Sweet Auburn

We have now returned from my family’s reunion, which was held in Atlanta this year. I must say, I was very surprised with how “black” Atlanta is. I knew a lot of young, black professionals moved there, but I still didn’t expect to see so many in one city. It was a nice change. Seeing successful black folks has always warmed my soul.

 

While we were in Atlanta, we visited the King Center. Talk about a powerful experience. Seeing the grave site, clothes and mementos that he owned just made it more real. It’s one thing to read about Dr. King; it’s quite another to see just how “real” he was. I recommend that visiting the memorial site should be on the agenda for anyone going to Atlanta. Hearing his voice in Ebenezer Baptist is very heart-stirring. Unfortunately, we didn’t get to tour all of the Non-violence display. What we saw, however, was enough to get our blood boiling.
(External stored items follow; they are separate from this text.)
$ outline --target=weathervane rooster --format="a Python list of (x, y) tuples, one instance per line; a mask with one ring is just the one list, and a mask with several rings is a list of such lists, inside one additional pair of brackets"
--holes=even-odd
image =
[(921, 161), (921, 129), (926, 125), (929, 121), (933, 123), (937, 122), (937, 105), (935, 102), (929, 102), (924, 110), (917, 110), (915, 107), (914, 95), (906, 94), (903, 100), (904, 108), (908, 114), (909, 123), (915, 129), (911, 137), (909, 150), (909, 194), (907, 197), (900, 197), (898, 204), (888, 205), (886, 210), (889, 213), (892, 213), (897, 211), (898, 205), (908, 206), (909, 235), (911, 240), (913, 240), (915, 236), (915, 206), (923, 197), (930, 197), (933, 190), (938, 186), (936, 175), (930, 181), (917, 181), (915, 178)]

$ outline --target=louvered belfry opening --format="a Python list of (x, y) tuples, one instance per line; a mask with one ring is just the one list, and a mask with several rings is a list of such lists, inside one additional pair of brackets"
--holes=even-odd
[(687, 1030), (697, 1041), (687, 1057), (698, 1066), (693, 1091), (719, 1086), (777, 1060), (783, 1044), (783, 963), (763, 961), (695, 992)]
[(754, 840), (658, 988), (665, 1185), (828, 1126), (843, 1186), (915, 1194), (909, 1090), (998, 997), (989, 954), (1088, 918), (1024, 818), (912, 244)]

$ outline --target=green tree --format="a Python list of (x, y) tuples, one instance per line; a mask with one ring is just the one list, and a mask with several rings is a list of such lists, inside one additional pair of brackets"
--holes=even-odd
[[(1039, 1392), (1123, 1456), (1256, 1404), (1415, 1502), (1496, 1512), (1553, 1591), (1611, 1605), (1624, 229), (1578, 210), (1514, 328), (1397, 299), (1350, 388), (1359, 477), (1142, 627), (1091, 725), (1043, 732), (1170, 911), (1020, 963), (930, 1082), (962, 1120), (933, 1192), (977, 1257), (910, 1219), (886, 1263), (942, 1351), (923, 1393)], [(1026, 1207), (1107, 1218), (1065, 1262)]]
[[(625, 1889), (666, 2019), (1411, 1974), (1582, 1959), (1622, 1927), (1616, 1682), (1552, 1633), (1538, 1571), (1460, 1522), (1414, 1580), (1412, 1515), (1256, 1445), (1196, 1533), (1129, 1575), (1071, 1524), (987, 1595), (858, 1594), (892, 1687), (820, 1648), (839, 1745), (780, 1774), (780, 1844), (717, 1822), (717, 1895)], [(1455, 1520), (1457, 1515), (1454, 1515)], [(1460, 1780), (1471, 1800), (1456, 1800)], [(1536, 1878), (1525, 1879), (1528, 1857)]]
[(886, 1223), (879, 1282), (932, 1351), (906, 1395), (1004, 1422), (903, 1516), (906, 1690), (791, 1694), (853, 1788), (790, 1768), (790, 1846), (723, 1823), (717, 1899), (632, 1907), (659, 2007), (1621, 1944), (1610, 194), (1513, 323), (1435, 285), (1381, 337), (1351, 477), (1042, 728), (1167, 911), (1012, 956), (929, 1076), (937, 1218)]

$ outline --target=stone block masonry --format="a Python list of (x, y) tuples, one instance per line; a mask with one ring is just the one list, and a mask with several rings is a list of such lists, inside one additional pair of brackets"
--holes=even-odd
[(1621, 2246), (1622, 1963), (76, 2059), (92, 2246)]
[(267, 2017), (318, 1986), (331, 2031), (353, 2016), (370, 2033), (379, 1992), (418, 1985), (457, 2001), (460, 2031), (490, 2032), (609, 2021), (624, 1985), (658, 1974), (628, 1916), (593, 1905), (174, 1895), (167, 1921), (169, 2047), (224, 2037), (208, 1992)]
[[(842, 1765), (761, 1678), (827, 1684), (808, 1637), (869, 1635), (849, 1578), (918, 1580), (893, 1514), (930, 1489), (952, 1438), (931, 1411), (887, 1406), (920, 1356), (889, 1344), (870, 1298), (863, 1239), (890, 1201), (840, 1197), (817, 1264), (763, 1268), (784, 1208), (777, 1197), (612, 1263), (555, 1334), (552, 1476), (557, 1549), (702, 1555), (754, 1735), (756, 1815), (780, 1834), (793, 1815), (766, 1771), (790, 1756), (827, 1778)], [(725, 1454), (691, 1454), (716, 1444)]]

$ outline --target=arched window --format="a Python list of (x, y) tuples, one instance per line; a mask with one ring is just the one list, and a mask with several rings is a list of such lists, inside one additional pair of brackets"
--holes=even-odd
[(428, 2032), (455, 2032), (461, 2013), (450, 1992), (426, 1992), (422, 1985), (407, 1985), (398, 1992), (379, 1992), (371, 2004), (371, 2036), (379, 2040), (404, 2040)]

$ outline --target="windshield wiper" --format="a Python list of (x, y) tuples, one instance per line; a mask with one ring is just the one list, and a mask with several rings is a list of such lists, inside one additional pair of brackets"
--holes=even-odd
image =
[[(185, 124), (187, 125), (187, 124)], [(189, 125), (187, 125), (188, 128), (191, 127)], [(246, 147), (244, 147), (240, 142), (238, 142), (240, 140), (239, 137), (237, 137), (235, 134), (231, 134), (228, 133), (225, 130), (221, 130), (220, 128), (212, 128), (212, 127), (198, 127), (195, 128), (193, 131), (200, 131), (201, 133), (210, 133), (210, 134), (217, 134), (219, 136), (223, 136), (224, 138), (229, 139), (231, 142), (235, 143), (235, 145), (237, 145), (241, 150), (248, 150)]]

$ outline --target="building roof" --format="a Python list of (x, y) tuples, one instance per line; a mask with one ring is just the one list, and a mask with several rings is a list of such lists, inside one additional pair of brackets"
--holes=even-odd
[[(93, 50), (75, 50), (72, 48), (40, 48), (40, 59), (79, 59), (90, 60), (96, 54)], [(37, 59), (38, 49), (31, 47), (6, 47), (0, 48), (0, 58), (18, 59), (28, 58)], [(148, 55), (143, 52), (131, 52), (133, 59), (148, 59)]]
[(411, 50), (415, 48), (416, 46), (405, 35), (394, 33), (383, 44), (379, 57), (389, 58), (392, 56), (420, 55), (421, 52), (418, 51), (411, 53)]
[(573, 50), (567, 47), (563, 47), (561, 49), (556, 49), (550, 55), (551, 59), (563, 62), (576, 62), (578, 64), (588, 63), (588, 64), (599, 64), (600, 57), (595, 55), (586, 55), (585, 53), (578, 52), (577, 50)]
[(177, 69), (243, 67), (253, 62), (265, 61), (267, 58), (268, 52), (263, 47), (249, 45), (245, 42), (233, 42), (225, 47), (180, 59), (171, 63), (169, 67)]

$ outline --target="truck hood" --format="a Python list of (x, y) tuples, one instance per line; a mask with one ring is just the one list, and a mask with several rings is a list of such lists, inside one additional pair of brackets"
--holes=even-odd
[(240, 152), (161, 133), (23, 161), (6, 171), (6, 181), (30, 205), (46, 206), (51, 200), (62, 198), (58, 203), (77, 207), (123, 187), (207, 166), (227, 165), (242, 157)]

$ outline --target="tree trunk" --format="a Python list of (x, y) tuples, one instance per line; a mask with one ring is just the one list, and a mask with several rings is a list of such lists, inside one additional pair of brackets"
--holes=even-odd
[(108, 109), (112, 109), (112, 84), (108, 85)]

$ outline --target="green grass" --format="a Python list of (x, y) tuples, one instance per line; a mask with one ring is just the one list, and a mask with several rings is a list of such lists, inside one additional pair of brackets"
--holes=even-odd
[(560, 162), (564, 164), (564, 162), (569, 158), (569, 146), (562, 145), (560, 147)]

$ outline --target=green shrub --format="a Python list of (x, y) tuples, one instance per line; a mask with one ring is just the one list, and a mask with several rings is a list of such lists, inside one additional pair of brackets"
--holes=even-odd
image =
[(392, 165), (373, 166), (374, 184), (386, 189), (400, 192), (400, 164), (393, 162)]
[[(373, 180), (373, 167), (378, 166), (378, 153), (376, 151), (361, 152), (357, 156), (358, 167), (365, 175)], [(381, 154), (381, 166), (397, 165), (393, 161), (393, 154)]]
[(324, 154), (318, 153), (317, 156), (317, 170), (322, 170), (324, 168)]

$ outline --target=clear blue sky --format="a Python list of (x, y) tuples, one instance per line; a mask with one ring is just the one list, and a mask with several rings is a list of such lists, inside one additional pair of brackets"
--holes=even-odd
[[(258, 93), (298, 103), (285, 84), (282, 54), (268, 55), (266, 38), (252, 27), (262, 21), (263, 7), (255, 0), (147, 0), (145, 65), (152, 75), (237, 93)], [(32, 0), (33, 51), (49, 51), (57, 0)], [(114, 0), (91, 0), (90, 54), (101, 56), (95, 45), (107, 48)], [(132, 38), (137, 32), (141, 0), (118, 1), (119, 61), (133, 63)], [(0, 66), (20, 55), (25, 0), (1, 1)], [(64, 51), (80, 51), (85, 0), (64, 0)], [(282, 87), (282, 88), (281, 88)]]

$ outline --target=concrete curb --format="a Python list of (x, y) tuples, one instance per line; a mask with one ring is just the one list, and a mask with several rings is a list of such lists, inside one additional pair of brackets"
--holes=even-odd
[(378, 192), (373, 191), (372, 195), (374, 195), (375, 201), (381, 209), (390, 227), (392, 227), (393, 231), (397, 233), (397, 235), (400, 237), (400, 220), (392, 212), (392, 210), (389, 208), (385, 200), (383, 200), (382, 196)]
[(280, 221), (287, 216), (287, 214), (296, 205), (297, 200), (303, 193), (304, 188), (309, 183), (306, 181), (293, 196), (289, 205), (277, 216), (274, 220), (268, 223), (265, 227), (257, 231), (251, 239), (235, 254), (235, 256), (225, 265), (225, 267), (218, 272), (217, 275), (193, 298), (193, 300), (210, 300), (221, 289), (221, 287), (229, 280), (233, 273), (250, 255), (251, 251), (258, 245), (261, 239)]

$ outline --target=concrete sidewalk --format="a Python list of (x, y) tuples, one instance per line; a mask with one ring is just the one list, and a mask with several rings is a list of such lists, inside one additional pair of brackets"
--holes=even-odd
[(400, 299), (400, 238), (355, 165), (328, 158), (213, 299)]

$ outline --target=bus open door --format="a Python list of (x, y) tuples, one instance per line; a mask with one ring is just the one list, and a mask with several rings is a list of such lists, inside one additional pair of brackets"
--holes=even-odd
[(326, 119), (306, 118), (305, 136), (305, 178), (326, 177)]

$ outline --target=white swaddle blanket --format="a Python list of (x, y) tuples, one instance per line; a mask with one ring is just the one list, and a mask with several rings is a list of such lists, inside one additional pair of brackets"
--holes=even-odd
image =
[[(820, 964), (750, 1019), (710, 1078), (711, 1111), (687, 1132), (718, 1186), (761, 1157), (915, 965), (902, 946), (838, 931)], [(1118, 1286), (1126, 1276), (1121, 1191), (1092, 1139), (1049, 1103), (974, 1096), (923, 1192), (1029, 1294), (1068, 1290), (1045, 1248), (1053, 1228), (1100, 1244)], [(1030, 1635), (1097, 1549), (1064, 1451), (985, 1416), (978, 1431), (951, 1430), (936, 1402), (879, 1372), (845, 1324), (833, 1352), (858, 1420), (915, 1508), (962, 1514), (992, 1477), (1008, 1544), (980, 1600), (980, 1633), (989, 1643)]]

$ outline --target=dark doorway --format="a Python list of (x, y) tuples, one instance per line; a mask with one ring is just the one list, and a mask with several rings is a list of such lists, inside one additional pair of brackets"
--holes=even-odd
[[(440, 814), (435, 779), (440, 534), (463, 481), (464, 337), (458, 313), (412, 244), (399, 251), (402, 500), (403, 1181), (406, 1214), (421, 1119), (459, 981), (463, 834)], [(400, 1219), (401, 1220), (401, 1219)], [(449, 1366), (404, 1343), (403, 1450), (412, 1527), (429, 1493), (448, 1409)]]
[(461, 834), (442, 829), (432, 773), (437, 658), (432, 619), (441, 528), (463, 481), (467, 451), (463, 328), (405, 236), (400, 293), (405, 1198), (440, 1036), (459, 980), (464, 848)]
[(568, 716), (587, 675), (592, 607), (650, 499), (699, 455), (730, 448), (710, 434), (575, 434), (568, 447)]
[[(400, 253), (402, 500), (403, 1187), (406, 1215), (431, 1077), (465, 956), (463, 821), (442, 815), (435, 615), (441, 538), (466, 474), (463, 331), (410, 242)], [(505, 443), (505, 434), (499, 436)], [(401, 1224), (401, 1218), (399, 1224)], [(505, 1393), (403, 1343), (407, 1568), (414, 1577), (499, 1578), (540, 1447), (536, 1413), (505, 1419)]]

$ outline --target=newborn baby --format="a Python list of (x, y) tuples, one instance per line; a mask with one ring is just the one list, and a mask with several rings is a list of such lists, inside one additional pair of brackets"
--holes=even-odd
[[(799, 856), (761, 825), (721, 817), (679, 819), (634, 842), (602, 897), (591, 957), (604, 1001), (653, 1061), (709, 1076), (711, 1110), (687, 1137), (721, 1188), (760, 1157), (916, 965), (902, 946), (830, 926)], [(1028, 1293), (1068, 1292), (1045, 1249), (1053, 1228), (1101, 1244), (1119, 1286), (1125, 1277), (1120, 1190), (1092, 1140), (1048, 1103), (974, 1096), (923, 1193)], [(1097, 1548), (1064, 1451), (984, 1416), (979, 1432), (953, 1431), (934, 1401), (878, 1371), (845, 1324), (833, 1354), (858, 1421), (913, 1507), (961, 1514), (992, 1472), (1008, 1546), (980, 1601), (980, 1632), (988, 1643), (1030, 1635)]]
That display made me appreciate the sacrifices that were made for me to be where I am today. It also made me resolve to get off my tail and strive for the goals I’ve set for myself.

 

Our guide told us that Auburn Avenue (Sweet Auburn), where the church and memorial are located, was once the epicenter for affluent blacks. Now, the wealthy blacks have moved to the suburbs. I think this is very important in that the black community’s wealth is no longer centralized. This seems to have happened in most of the major cities. I’m not sure what we can do to regain the closeness and vitality of our communities. But wouldn’t it be nice if we had a lot of “Sweet Auburn’s” across the nation?